Sometimes, revolutionary acts merit headlines. Sometimes, revolutionary acts, especially in this world today, can be as monumental and yet as simple as a smile, a hug, an offer to pray with someone, a wishing of a blessed day to a stranger, and the uttering of the words “Thank You.” How easy to overlook for words in the Luke passage — “…and she praised God.” How reolutionary for a woman to dare to talk to God in public. How revolutionary for this woman, who had been crippled for at least eighteen years, to thank God for His grace in healing her rather than her saying to God, “What took You so long?” Not only did this woman have the courage to do what was right in coming to worship God, but she had the courage to say what was right — “Thank You, God” — and, in doing so, acknowledge both the sovereignty of God and the “rightness” of His most perfect timing. Oh, what we can learn from this woman, who seems to have so little but has so very much. Wonder how many people like this woman are present in “our worlds” whom we consciously choose to ignore, much to our detriment and to the diminshing of our lives?
It’s not easy. I know that. It’s not easy to “stand tall” when others are constantly “putting you down.” “Been there; done that,” but I am trying to do better; and it is through examples like this woman and the words of my pastor that I am becoming more courageous in “standing up” for God and for what He expects of me and for what He considers to be right; and I am doing thar by constantly asking God to suit me up in His armor as described in His Word.

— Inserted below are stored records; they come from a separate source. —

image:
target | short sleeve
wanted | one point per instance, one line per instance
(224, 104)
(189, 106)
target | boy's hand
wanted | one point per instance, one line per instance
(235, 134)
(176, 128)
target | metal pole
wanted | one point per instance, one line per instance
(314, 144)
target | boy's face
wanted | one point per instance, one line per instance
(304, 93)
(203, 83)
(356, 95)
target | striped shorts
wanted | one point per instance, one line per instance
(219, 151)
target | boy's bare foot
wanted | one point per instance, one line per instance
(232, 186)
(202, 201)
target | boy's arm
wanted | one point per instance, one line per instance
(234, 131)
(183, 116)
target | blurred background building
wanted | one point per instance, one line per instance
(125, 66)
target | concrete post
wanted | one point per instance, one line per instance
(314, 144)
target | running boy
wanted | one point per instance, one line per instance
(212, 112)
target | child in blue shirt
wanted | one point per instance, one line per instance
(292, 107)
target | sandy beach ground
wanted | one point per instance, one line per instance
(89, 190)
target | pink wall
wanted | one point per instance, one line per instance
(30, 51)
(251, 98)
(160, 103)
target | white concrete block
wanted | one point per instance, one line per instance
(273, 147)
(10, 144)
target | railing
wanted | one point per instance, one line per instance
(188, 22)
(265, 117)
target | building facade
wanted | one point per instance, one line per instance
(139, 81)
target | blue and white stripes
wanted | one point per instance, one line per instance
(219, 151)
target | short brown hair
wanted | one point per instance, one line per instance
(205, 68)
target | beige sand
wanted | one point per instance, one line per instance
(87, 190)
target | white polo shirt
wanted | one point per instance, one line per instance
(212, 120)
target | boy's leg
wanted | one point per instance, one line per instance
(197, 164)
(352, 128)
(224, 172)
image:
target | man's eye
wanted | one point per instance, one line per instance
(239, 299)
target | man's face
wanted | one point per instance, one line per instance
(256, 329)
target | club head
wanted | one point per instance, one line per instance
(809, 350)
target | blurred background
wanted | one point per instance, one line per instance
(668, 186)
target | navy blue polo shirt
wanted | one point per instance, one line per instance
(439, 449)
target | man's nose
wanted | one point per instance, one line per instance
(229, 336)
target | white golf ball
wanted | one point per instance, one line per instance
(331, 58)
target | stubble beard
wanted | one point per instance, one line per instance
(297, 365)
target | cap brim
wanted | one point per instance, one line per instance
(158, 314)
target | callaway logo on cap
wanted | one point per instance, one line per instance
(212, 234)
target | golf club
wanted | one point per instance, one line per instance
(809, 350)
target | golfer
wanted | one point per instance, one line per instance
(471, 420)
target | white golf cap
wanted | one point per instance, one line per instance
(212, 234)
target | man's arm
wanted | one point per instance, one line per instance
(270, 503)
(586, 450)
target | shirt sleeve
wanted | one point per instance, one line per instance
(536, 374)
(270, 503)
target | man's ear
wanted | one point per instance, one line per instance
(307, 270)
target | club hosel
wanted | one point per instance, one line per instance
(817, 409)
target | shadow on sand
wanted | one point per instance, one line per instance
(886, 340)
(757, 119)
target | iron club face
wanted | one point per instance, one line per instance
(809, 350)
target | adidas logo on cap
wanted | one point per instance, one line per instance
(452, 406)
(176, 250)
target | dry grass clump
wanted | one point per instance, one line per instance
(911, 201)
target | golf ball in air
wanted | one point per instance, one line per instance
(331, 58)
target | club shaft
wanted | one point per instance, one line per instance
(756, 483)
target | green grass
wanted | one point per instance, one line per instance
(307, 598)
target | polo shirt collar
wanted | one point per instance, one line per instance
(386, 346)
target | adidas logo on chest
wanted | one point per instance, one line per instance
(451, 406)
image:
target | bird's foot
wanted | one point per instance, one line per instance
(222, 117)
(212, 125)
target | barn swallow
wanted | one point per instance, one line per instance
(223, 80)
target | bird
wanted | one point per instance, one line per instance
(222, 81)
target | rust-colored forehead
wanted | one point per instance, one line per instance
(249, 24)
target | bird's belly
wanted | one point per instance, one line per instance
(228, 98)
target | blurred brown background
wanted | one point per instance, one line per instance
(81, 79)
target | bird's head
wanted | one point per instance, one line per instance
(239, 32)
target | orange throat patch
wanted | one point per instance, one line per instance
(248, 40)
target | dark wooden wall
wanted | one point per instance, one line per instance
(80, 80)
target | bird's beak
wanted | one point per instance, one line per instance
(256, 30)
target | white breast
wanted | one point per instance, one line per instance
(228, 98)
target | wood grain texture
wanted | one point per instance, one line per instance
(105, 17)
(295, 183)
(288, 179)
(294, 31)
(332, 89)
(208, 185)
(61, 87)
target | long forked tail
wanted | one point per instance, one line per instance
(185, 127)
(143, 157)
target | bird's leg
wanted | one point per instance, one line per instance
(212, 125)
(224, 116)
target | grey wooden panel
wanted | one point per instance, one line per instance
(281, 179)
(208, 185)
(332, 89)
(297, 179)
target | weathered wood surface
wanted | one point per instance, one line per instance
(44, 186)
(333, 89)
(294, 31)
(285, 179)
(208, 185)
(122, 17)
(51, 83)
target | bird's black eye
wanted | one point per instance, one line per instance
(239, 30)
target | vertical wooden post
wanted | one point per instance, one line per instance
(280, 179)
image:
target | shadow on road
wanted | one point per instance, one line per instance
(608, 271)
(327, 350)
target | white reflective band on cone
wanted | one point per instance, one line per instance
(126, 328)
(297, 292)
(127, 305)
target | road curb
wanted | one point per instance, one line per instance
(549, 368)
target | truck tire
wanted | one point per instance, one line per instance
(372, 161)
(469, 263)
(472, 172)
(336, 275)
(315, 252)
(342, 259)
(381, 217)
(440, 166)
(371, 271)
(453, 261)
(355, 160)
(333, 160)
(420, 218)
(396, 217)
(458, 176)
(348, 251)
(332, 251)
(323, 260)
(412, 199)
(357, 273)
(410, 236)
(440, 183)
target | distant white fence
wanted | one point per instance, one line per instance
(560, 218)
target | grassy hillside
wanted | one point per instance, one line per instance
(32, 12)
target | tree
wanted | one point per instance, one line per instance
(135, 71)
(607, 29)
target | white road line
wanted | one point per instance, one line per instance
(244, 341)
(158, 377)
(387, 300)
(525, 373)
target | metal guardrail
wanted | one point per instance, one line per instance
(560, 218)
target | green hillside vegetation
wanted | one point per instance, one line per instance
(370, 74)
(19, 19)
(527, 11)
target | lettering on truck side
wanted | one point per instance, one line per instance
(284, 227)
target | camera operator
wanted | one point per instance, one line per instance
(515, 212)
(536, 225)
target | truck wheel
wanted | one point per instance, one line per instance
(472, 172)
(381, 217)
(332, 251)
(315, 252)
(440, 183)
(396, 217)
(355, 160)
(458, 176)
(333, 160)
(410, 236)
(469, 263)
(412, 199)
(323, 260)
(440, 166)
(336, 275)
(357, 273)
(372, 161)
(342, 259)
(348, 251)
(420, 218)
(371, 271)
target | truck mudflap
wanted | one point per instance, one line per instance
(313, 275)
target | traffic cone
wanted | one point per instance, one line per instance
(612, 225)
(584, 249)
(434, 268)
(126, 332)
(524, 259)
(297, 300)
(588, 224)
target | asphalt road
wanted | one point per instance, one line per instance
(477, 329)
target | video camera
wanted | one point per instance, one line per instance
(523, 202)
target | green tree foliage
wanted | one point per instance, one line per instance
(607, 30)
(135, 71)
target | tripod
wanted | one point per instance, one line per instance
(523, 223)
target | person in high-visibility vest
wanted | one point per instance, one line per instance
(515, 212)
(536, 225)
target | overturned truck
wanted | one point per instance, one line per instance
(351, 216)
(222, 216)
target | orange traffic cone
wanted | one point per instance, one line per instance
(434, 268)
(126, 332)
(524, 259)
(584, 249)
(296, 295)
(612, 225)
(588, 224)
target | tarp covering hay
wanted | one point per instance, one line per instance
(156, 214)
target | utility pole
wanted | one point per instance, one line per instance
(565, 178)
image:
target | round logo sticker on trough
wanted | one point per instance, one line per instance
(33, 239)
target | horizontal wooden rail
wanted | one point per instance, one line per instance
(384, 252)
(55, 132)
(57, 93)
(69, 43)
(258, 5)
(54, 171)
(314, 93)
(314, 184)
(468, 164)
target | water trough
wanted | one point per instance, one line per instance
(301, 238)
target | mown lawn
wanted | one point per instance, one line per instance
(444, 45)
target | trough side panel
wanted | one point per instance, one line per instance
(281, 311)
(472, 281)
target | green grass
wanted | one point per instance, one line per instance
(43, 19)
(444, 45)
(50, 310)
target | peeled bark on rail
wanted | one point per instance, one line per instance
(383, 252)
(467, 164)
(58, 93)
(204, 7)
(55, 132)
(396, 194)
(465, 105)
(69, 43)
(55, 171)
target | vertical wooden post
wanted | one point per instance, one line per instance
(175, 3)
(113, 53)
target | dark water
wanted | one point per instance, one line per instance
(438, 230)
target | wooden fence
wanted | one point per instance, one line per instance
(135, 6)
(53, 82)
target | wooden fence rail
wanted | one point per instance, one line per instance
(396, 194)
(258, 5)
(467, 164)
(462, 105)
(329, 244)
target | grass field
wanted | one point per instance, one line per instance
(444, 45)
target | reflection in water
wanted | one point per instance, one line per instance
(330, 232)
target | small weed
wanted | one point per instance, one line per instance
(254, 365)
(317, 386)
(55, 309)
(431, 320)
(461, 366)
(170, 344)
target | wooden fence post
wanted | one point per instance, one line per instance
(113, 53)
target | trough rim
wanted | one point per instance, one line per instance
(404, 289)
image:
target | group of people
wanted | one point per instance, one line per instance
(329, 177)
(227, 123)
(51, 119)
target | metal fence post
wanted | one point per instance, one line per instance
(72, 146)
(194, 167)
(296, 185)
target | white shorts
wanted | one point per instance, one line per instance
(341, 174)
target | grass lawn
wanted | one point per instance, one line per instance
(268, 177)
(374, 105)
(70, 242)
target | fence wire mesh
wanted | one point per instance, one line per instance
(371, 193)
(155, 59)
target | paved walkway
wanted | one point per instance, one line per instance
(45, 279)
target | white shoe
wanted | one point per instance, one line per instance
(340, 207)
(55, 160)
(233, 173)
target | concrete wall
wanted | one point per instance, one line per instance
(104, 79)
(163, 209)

Amazing how asking in prayer and then letting God be my “knight in shining armor” helps me be more courageous and more like Jesus in spite of my blind-spots, of which I, too, have many. Wonder and I bet, God would do the same for you, sir, with the blind-spots and the desire to be more like Jesus. Put on God’s suit of armor and let God ride with you as your “knight in shining armor”; and you will have the courage, truly have the courage you seek to continue “fighting the good fight” and to boldly “stand up for Jesus” and the proclamation of His TRUTH, no matter the obstacles and the criticisms.